= Kathleen E. Sendall =

Canadian engineer

Kathleen Sendall is a Canadian engineer. In 2005, she served as president of the Canadian Academy of Engineering. Throughout her career, which began in Alberta's oil and gas industry, she has held technical and executive positions and has actively promoted the participation of women in the profession of engineering. She is a member of the Order of Canada.

== Education ==
Sendall graduated from Queen's University in mechanical engineering in 1977 and attended the Ivey School of Business’s executive program at Western University in 1990.

== Career ==
Sendall worked for 30 years at Petro-Canada. She retired in 2009 as senior vice president responsible for the natural gas business unit, after 30 years of full-time employment with the company. She serves on the board of CGG (formally Compagnie Générale de Géophysique) and the Enmax Energy Corporation of Calgary. She is former chair of the Board of Emissions Reduction Alberta. She served on two federal advisory councils, for sustainable development and gender equity on boards and as Governor and the first woman Board Chair of the Canadian Association of Petroleum Producers.
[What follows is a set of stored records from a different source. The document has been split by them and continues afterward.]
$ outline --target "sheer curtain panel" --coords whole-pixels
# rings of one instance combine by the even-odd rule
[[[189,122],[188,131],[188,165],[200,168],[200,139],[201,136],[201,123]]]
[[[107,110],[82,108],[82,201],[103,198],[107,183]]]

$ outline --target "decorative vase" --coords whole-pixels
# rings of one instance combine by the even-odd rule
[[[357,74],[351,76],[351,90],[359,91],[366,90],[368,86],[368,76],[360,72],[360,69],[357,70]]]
Sendall is a former Chair of the Calgary Chapter of the International Women's Forum. She continues to serve as a Trustee of the Ernest C. Foundation Awards Foundation, as Vice-Chair of Alberta Innovates, and on Calgary's Advisory Council for Promoting Women on Boards. She has also been a director of Calgary Opera.

Before becoming president of the Canadian Academy of Engineering, into which she was inducted in 1999, she served on its Board as a director and as Chair of the Assessment Panel of the Canadian Council of Academies on the State of Industrial R&D. She is a former member of APEGGA and the Society of Petroleum Engineers.
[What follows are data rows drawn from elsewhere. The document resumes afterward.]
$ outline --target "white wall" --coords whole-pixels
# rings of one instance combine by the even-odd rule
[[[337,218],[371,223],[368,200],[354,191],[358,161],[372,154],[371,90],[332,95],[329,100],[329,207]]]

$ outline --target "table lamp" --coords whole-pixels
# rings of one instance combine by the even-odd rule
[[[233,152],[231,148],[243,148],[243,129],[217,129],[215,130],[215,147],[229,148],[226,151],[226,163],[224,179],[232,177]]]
== Awards and recognition ==
In 2011, Sendall was named a Member of the Order of Canada and in 2012 was awarded the Queen's Diamond Jubilee Medal.

Her other honours include the YWCA Women of Distinction Award. She has been named four times as one of Canada's top Most Powerful Women Corporate Executives, twice as one of Alberta's 50 Most Powerful People, has been inducted into the Most Powerful Women Hall of Fame, and has received the 50 Key Women in Energy Global Award, and had been honoured by the International Women's Forum. She has received an APEGGA Community Service Award and, in 2005, a Canadian Engineering Leader Award.

Sendall has received an honorary Doctor of Laws degree from the University of Calgary, and an honorary Bachelor of Applied Industrial Ecology degree from Mount Royal College. She is a former member of the Board of Governors of the University of Calgary. For the 2014-2015 year, she was named the Jarislowsky Fellow in business management at Calgary's Haskayne School of Business.